Exploring HTTPS and Cryptography in Python (Overview)

Christopher Trudeau

Exploring HTTPS and Cryptography in Python Christopher Trudeau 11:05

Have you ever wondered why it’s okay for you to send your credit card information over the Internet? You may have noticed the https:// on URLs in your browser, but what is it, and how does it keep your information safe? Or perhaps you want to create a Python HTTPS application, but you’re not exactly sure what that means.

In this course, you’ll get a working knowledge of the various factors that combine to keep communications over the Internet safe. You’ll see concrete examples of how a Python HTTPS application keeps information secure.

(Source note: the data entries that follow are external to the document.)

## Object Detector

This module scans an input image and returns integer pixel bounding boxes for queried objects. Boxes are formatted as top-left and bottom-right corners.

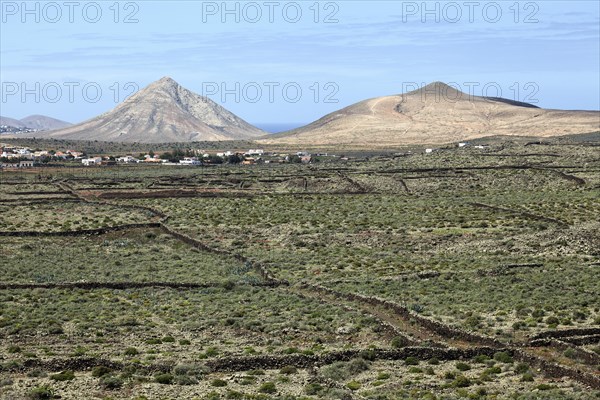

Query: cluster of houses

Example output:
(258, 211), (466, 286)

(0, 143), (84, 168)
(0, 143), (328, 168)
(81, 149), (313, 166)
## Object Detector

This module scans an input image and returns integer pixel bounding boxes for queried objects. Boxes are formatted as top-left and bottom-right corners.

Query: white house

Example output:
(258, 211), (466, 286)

(179, 157), (202, 165)
(19, 160), (33, 168)
(81, 157), (102, 167)
(117, 156), (138, 164)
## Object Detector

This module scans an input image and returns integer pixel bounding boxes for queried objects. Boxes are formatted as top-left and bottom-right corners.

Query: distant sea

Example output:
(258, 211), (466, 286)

(254, 122), (306, 133)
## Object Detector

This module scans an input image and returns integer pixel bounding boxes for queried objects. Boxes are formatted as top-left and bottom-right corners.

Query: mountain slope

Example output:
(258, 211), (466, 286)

(0, 116), (26, 128)
(21, 115), (73, 131)
(260, 82), (600, 147)
(36, 77), (266, 143)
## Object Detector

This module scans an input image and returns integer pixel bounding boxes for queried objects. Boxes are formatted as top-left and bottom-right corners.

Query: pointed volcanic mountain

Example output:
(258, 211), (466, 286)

(41, 77), (266, 143)
(259, 82), (600, 147)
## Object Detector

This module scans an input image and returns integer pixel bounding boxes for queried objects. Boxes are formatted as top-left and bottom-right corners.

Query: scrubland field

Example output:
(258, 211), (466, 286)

(0, 140), (600, 400)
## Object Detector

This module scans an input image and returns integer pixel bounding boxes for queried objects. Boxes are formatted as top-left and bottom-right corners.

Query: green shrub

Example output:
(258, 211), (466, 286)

(404, 357), (419, 365)
(92, 365), (112, 378)
(494, 351), (513, 364)
(473, 354), (490, 364)
(521, 372), (533, 382)
(258, 382), (277, 394)
(175, 375), (198, 386)
(456, 362), (471, 371)
(7, 345), (21, 354)
(391, 336), (408, 349)
(452, 375), (471, 387)
(27, 385), (54, 400)
(377, 372), (391, 380)
(535, 383), (554, 390)
(124, 347), (140, 356)
(515, 363), (529, 374)
(154, 374), (175, 385)
(100, 375), (123, 390)
(304, 383), (323, 396)
(50, 371), (75, 382)
(279, 365), (298, 375)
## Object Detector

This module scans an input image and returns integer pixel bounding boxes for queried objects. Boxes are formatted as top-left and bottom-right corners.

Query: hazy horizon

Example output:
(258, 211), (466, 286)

In this course, you’ll learn how to:

Monitor and analyze network traffic
Apply cryptography to keep data safe
Describe the core concepts of Public Key Infrastructure (PKI)
Create your own Certificate Authority
Build a Python HTTPS application
Identify common Python HTTPS warnings and errors

Download

Sample Code (.zip)

13.2 KB

Download

Course Slides (.pdf)

1.8 MB

00:00 Welcome to Exploring HTTPS and Cryptography in Python. My name is Chris and I will be your guide. The ultimate goal of this course is to produce some code that allows you to issue certificates so that you can host your own internal HTTPS content. In order to do that, there’s a lot of things you need to learn along the way. First off, what is HTTPS and how does it work? Secondly, in order to test things over HTTPS, you’re going to need a web application, so I’ll show you how to use a little bit of Flask to do that. Third, moving into cryptography and how certificates work. Fourth, using Fernet ciphers as a symmetric cryptography mechanism to secure your content. Fifth, moving on to asymmetric cryptography. Sixth, how to actually use Python to write a Certificate Authority. Seventh, how to combine all of this into an HTTPS Flask application.

00:54 And finally, looking at other ways of approaching the same problem.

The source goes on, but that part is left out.